From 1960 through to the early 1980s, house prices suddenly doubled in value. Then they went sideways. Then from the early ‘90s, interest rates came down, prices increased a little bit, then more sideways action over the next decade or so. But after that they just took off and keep taking off. And each time the property market goes up, it keeps going higher and higher in value.
There’s a reason for this
It’s not because we’re great investors, it’s simply understanding how the monetary system works with Fiat currency and manipulation from the central banks.
It’s put us where we’re at now. Some people call it a housing bubble, but it’s not. It’s a currency bubble.
It’s not just property prices that have gone up, it’s your food, clothing, vehicles, living expenses, etc. Everything has been inflated away.
Let’s look at some basic numbers. People say property prices double every 10 years. Why does that happen? How does that happen?
You’re paying the same as you always have
Back in the early 1990s, you’re looking at about $200k for an average property in Sydney. Let’s assume you had an interest rate of 18% for that property. You’ve got a loan of $200k at 18%, which means you would have been paying $36k a year in interest.
Fast forward to the year 2000 and the property market has doubled. The property prices went from $200k to $400k, but interest rates went down to about 8%. So at that point, if you had a loan for $400k, 8% interest on that would mean you paid $32k per year in interest rates. That’s less money than you would have been paying on a property half that value a decade earlier… because of interest rates.
Now look at the property market in 2010/2012, values have doubled and that property is now $800k.

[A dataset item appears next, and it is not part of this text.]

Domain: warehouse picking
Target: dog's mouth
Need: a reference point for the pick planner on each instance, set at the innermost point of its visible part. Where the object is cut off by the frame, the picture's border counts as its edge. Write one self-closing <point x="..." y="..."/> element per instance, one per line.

Interest rates by then were down to 5%. So a loan of $800k at a 5% interest rate would cost you $40k a year.
Fast forward again to 2021, that property may now have doubled to be worth $1.6m. People are currently paying 2-2.5% in interest rates. So let’s say you’ve got a 2% interest rate on $1.6m worth of loan…you’re paying $32k a year in interest.
Property is no less affordable than in 1990
So over the last 30 years, it appears that property prices have gone up significantly and people can’t afford it, but in reality it’s no less affordable than in 1990. You can still purchase because you’re paying a lower holding cost on the asset.
Is a property ever really worth $1.6m? It is with the right interest rate. If the interest rate was 1%, the property might go up to $4 million and still be costing you $40k a year.
Hold on to your assets
The best way to win big has been if you can take a property from a previous time through another property market cycle, watch the currency get devalued and then pay off today’s debt with tomorrow’s dollar. That way your debt becomes irrelevant with inflation. Once you understand that, you understand real wealth and hard assets.
Money will be worth less and less
Over the course of the next decade, a lot of people will struggle to afford food, and other cost of living items.
Sure, people may have money, but in this monetary system they are printing more and more money every week and it’s losing its value.
In essence, if you earned $1000 this week, that $1000 will never in the future be able to buy as much as it could this week. Money never buys you more than what it does on the day you earn it. So, get that quality debt, hang onto it and inflate it away with tomorrow’s dollar.